In 2015, trends affecting chemical-related industries such as 3-D printing, the usage of GMOs or innovative catalytic processes might be pioneering whereas in some areas, e.g. renewable energy technologies or nanotechnologies, developments seem to stagnate or technologies are falling short of expectations. It will be exciting to observe the technological trends in the New Year as well as companies’ responses in order to get involved or even to stay ahead of new developments.

The research paper of this issue “Nanotechnology companies in the United States: A web-based content analysis of companies and products for poverty alleviation” by Thomas Woodsen and Duy Do deals with the social engagement of companies active in nanotechnology R&D and patenting. By analyzing information on companies’ websites, the authors identify characteristics of nanotechnology-related companies which are showing initiatives to promote CSR and poverty alleviation in particular.

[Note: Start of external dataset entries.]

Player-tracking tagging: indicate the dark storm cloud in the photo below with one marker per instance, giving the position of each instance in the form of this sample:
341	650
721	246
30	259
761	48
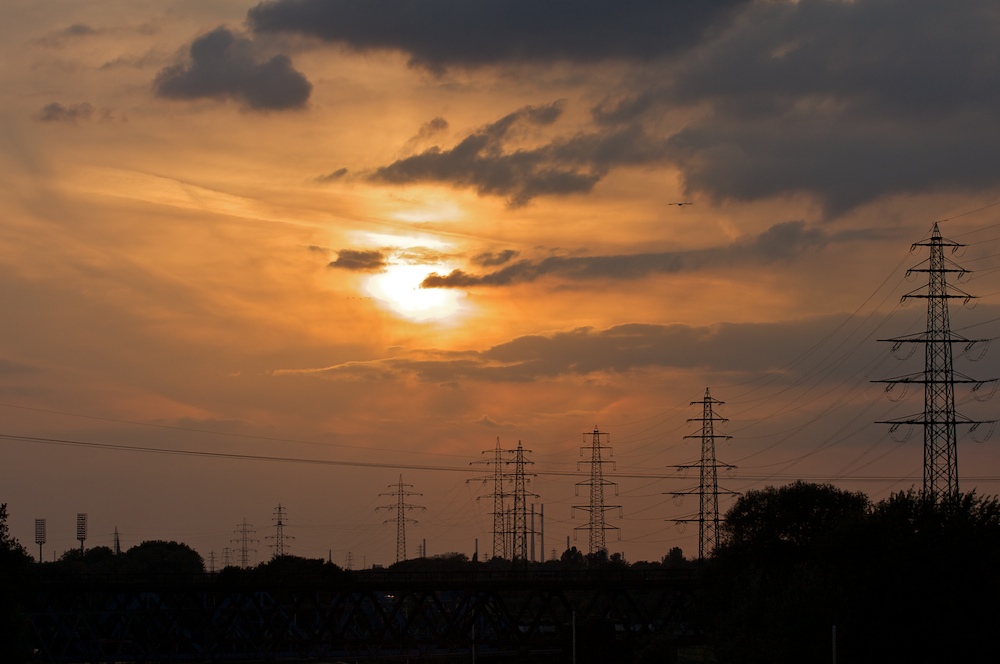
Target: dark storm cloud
56	112
619	349
433	127
75	113
332	176
490	259
359	261
780	242
485	161
225	65
844	101
443	33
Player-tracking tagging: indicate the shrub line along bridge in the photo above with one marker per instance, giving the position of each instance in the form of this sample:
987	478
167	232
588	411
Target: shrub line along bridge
361	616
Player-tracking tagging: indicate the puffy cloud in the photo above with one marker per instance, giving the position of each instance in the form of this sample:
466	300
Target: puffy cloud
846	102
618	349
485	161
443	33
490	259
360	261
332	176
782	241
225	65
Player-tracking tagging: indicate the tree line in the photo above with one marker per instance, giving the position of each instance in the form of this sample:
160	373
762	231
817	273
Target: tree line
801	573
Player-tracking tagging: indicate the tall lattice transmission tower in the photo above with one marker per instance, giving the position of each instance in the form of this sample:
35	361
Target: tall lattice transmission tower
598	525
522	529
402	507
939	419
708	469
511	529
244	540
279	538
498	476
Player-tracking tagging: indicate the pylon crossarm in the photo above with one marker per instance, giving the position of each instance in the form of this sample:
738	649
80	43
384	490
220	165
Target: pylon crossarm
941	336
921	379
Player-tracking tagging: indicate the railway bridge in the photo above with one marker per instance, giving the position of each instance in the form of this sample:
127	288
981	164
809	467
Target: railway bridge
362	616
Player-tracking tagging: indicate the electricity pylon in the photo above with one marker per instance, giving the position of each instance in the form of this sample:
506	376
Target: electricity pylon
521	531
500	529
245	530
598	524
401	507
939	418
708	486
279	536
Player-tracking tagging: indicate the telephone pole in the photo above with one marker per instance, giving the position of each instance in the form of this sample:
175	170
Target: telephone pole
708	485
939	419
401	507
596	483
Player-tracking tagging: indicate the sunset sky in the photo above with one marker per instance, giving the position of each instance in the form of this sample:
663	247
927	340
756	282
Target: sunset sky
302	247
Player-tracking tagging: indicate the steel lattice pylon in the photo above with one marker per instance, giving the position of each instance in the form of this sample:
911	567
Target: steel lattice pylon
939	419
708	487
521	530
596	483
401	507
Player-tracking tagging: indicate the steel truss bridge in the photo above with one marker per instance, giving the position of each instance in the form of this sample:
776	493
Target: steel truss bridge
362	617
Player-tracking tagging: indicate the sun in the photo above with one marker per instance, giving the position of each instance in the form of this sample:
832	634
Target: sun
398	287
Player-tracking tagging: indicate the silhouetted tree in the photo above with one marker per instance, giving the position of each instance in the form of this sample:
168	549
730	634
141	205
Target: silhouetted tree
572	559
160	557
907	580
675	558
14	565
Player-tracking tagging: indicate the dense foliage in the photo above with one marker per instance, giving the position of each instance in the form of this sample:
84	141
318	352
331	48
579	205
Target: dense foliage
908	579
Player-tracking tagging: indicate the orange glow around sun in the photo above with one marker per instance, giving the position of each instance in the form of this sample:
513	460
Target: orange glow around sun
398	287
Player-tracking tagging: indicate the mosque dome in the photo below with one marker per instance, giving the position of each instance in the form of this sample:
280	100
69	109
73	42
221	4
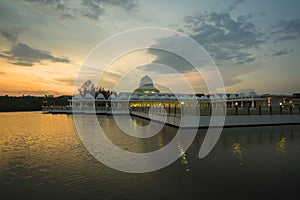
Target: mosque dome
146	86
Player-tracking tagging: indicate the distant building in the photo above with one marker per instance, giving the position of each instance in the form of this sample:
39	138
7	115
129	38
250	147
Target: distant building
146	86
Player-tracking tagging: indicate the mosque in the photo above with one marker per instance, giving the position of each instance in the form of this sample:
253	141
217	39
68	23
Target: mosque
147	96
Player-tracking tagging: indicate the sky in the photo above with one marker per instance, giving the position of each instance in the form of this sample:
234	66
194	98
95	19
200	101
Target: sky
44	43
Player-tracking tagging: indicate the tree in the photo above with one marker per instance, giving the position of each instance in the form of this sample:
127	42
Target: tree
87	87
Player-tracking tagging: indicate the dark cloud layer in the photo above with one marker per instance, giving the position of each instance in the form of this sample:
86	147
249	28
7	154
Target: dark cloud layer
224	38
235	4
24	55
91	9
286	30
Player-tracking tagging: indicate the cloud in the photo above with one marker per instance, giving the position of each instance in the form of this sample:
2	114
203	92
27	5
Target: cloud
235	4
286	30
282	52
91	9
23	55
66	80
166	58
224	38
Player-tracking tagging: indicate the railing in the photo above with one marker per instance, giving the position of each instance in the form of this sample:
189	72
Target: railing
186	110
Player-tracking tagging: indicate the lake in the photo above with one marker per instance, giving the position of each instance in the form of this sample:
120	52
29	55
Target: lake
42	157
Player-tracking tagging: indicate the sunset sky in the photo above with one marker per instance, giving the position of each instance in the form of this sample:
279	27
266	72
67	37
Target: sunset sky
43	43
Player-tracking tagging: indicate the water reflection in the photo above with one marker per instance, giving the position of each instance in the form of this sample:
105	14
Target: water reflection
281	145
237	150
183	158
41	156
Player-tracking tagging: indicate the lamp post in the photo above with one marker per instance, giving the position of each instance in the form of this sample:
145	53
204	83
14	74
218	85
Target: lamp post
280	107
182	104
236	107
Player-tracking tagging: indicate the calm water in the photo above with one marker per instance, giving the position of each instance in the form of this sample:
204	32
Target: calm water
41	157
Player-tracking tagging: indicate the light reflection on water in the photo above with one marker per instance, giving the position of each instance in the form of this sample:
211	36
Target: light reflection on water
42	157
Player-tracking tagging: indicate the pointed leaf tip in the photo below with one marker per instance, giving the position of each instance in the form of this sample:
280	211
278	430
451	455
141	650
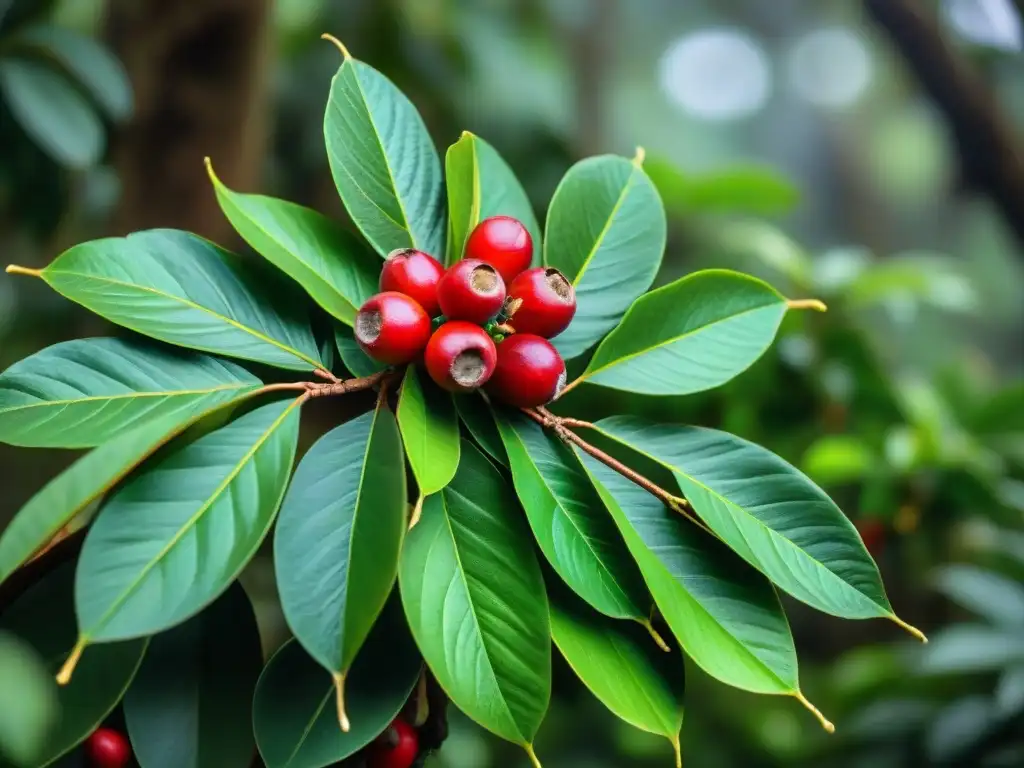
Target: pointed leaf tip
339	695
337	43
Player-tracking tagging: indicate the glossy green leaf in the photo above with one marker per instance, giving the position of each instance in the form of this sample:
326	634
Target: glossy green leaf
429	430
640	683
569	521
480	184
476	604
606	231
188	707
337	543
28	701
176	536
52	112
44	617
71	493
95	68
86	392
479	421
688	336
357	361
294	709
384	164
332	265
768	512
725	614
181	289
744	188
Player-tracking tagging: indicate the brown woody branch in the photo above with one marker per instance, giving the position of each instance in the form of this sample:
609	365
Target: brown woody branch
990	153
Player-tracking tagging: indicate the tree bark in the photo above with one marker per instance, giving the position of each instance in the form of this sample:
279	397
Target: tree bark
200	72
991	156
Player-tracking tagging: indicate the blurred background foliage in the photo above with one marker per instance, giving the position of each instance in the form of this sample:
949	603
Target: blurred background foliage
830	146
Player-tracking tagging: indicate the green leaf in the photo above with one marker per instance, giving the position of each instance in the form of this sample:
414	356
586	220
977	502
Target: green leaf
384	164
357	361
332	265
188	707
71	493
294	713
51	112
480	184
181	289
606	231
86	392
768	512
28	701
570	523
725	614
633	678
194	519
475	601
479	421
744	188
337	544
429	430
44	617
688	336
95	68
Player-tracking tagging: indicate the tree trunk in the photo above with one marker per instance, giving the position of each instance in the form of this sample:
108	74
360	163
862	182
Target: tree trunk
200	72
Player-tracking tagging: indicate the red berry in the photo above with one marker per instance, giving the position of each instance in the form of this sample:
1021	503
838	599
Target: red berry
502	242
529	372
460	356
548	302
396	748
415	273
108	749
471	291
392	328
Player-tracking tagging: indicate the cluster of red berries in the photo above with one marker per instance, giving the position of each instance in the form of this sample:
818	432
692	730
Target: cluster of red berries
493	316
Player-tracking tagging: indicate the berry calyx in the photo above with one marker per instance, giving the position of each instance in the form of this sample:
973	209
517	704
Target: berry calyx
460	356
547	302
502	242
415	273
108	749
471	291
392	328
529	372
396	748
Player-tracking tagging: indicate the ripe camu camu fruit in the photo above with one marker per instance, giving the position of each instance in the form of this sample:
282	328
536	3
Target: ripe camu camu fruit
460	356
415	273
502	242
529	372
547	302
392	328
471	291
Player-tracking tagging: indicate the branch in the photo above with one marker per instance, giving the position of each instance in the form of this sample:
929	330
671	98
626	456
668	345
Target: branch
560	426
991	158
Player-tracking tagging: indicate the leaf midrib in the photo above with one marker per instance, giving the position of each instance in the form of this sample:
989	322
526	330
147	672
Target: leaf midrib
472	604
194	520
128	395
193	305
570	518
667	342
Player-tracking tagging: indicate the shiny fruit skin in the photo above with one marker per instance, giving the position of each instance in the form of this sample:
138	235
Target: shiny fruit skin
460	356
108	749
502	242
548	302
396	748
392	328
415	273
529	372
471	291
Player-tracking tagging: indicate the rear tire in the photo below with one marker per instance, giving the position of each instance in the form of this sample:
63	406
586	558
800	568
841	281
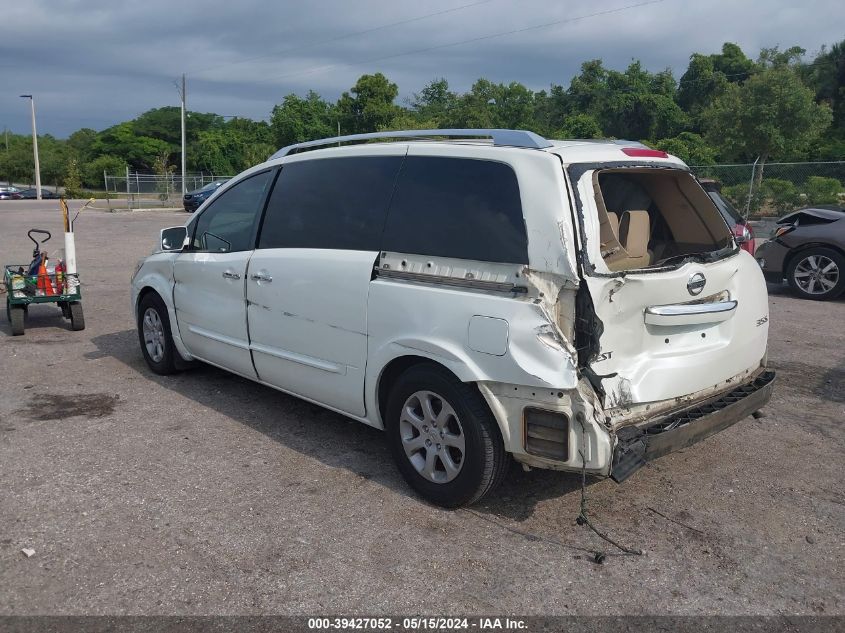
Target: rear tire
443	437
817	273
155	335
16	319
77	318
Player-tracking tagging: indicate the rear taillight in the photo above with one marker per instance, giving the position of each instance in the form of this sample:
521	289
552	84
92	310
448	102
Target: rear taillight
644	152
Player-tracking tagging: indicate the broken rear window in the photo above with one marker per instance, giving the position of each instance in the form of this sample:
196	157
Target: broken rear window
649	217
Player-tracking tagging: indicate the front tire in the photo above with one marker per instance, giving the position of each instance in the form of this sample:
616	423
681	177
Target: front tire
817	273
445	441
155	335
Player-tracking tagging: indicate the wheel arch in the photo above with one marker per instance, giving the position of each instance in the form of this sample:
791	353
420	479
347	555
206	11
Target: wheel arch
148	286
795	252
390	374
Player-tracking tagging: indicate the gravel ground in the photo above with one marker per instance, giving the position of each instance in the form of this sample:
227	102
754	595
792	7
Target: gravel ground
206	494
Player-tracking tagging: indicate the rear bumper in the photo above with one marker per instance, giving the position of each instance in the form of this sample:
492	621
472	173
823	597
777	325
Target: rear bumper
638	444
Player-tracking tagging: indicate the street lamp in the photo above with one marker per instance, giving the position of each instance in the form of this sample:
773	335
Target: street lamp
35	147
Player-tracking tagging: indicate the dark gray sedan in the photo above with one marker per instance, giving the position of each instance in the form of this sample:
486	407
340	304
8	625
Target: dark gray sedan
808	250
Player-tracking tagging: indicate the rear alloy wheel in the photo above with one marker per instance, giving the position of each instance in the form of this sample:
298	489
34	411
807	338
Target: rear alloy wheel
445	441
817	273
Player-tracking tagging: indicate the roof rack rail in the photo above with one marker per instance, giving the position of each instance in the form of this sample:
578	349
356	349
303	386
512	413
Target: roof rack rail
504	138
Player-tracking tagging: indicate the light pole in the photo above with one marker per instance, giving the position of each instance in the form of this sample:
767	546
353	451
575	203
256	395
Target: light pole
182	95
35	147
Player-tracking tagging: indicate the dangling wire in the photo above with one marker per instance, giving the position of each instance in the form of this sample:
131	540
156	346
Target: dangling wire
582	518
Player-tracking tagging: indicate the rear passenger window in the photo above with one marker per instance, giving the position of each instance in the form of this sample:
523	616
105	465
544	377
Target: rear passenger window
337	203
228	223
457	207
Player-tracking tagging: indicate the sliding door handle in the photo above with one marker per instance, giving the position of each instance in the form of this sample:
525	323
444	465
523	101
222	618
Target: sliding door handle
261	275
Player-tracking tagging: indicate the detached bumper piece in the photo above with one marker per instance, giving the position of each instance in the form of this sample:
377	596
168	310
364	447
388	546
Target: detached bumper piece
638	444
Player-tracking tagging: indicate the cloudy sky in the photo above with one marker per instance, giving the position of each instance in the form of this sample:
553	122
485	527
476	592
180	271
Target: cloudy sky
93	63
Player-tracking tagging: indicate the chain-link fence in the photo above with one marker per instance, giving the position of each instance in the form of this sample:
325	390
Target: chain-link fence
778	188
142	190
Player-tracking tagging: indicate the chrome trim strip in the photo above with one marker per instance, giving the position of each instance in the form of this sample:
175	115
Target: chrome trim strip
214	336
479	284
308	361
506	138
685	309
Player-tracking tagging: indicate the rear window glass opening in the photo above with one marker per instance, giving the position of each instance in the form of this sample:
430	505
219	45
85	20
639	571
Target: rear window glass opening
649	217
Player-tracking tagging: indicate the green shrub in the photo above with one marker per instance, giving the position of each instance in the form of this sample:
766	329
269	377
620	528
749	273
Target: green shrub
782	195
93	171
821	190
73	179
738	195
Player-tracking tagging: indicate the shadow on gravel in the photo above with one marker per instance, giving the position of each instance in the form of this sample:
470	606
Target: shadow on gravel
329	437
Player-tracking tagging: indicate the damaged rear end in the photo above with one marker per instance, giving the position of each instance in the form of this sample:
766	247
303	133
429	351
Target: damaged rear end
671	322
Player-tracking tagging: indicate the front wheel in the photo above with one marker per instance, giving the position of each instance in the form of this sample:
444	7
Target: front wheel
817	273
445	441
154	335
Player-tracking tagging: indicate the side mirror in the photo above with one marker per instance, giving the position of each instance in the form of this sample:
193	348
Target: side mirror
743	235
173	238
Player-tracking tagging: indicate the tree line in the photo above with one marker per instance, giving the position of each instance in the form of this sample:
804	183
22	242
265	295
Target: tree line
726	107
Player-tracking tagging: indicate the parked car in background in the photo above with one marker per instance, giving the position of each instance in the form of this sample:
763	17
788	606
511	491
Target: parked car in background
193	199
10	193
743	233
808	250
455	294
46	194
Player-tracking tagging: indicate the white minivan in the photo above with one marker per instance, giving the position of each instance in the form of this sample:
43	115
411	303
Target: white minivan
480	295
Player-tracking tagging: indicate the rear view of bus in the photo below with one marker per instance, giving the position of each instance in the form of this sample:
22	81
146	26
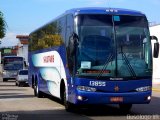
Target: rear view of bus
10	66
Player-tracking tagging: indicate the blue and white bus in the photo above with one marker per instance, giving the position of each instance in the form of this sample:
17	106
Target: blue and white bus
91	56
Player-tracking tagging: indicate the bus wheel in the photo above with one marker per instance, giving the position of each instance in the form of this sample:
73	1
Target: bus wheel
37	93
68	106
4	80
125	107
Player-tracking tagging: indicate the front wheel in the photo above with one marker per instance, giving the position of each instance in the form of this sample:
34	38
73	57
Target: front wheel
68	106
37	92
4	79
125	107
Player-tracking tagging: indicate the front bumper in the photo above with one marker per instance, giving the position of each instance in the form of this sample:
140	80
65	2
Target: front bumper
105	98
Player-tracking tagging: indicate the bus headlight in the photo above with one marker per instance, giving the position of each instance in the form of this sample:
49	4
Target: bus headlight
143	89
4	72
85	88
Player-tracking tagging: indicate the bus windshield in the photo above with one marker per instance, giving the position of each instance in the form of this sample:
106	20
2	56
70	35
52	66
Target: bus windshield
113	46
13	63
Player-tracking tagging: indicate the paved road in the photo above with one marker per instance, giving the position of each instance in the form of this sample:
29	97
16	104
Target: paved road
19	103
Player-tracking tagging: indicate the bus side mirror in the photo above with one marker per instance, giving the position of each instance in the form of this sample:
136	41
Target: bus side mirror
156	50
156	46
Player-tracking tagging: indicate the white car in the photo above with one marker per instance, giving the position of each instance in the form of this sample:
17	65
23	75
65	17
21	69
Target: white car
22	77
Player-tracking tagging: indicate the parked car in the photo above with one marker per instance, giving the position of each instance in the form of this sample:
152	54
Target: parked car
22	77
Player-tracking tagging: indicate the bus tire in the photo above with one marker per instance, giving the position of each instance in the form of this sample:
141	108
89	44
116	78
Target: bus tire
69	107
37	92
125	108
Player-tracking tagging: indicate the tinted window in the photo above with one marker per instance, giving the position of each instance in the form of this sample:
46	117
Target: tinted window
23	72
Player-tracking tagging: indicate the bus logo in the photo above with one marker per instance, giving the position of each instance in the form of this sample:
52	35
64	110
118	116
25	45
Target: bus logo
116	88
48	59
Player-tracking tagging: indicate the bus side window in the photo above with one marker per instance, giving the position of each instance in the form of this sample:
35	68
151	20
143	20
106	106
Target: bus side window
69	33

The first paper of our Practitioner’s Section “Supply Value Management - A benchmarking study and a new theoretical approach show that procurement in the chemical, pharmaceutical and healthcare industry has only average performance” is written by Thorsten Makowski and Florian Walter. By presenting the results of a study series, the authors introduce three frameworks in order to provide a holistic approach to procurement and emphasize its manifold value creation levers. The article demonstrates specific features and gaps in managing procurement within companies of the chemical pharmaceutical and healthcare sector compared to the average results for all industries.

In the article “Chemical industry activity as a leading indicator of the business cycle”, Thomas K Swift describes the set-up of the Chemical Activity Barometer (CAB). This barometer displays the development of the chemical industry’s production. Due to the upstream position of chemical companies, this composite index serves as a leading indicator for future up- and downward trends in the US economy reflected by the Federal Reserve Board’s index of industrial production.

Please enjoy reading the first issue of the twelfth volume of the Journal of Business Chemistry. We are grateful for the support of all authors and reviewers for this new issue.